Let’s get back to the bags though. So again, once upon a time, the grocery store carried a full slate of various sized paper grocery bags to accommodate most any shopper’s grocery cart. Then it was decided that most grocery shoppers’ basket of goods would be best packed in a grocery sack (1/6 barrel to be precise), so most grocers started offering one option for packing groceries at the check out lane. Then the plastic T-sack bag appeared as the next best thing and grew to dominate the space, accounting for over 80% of all bags used by the grocery industry. Unfortunately, their ubiquity and their lightness and people’s general lackadaisical attitudes toward proper waste management, the plastic T-sack bag began to show up on roadsides, fields, river basins, lakeshores and the ocean, rather than in the waste bin (or recycling receptacle), where they belonged. As a result, they became a target for the blame associated with all poorly disposed waste and soon many municipalities and communities started taking legal actions to restrict or eradicate their use.
Being lightweight and inexpensive may have been a double edged sword.
And so all that is old is new again, and when one entered the grocery store next, paper bags were back, but now with handles, that sometimes worked and quite often, to the chagrin of the grocery operators, failed.
Handles on paper grocery bags seemed like a good idea at the time…
The story doesn’t end there however. Once again the corporate offices at the nation’s grocery chains started lamenting over the fact that the cost of the new handled paper grocery sacks (an item that in a slightly different form in prior decades had been a staple for the store’s front end, and accepted as a “cost of doing business”) were significantly higher than the plastic T-sacks that had become the industry standard.

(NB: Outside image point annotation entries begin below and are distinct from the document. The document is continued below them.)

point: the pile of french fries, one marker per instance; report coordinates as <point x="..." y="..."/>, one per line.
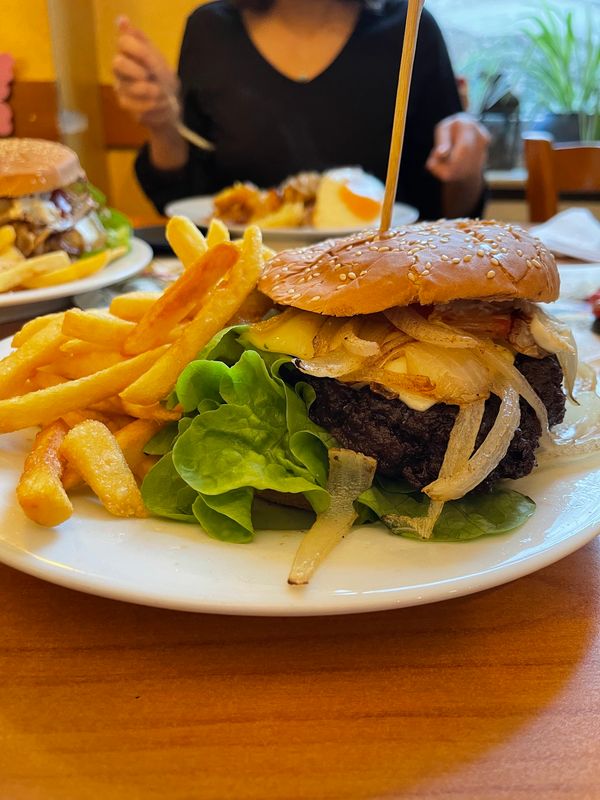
<point x="49" y="269"/>
<point x="95" y="381"/>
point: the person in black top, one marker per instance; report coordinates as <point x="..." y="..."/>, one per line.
<point x="281" y="86"/>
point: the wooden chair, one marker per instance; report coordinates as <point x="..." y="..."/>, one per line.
<point x="557" y="168"/>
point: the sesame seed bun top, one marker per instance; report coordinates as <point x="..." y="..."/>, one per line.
<point x="432" y="262"/>
<point x="33" y="166"/>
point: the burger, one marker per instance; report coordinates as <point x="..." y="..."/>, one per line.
<point x="45" y="196"/>
<point x="424" y="351"/>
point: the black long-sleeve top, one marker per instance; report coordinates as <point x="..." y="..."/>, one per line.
<point x="266" y="126"/>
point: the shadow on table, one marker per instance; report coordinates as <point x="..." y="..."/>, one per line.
<point x="373" y="706"/>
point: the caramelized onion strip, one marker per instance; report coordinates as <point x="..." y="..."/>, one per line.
<point x="488" y="455"/>
<point x="350" y="474"/>
<point x="411" y="322"/>
<point x="460" y="446"/>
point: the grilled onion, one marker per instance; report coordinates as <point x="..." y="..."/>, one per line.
<point x="350" y="474"/>
<point x="488" y="455"/>
<point x="460" y="446"/>
<point x="411" y="322"/>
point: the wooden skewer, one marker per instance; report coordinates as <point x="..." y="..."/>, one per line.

They appealed to their marketing teams to come up with a way to defray some of these costs. This likely explains the sudden and prominent displaying of reusable bags to transport the purchases the customer made at the grocery store. Ironically, many of these were constructed of plastic materials, but apparently deemed less odious than the T-sack that was being phased out.
Reusable bags, many made from recycled plastics
As mentioned, some chains moved from the plastic T-sack to handled paper grocery sacks. However others, understanding the significant impact the higher cost of these paper sacks might create, started notifying their customers that as of a certain date, you either had to bring your own shopping bags or buy shopping bags as you checked out. In fact, recently the usual question of “Paper or Plastic?” has been updated in many regions to “How many bags will you be purchasing today?
Let me be clear: This is not an essay meant to question, decry or even opine regarding the legislative decisions and/or societal attitudes toward single use plastics, plastic t-sacks, grocery chain staffing decisions or any of the other elements in the narrative above. What I hope any reader would take away from this essay is the recognition that the market place is a dynamic entity where the intersection of supply and demand, societal influences, customer behavior, supplier behavior, business sustainability practices and evolving technology require the entrepreneurs operating within this space to identify, acknowledge, regard, assess and interact with, in order to achieve success. Most often, our businesses do not exist in a perfect environment of our choosing. They operate as part of the market that is subject to dynamic influences and often, the chaos of the real world. Often those influences, those dynamic forces, don’t follow the confines of logical arguments; often they make no sense. But the agile entrepreneur accepts the chaos, aligns his resources, makes the course corrections and learns from the experience. That should be considered a true definition of success.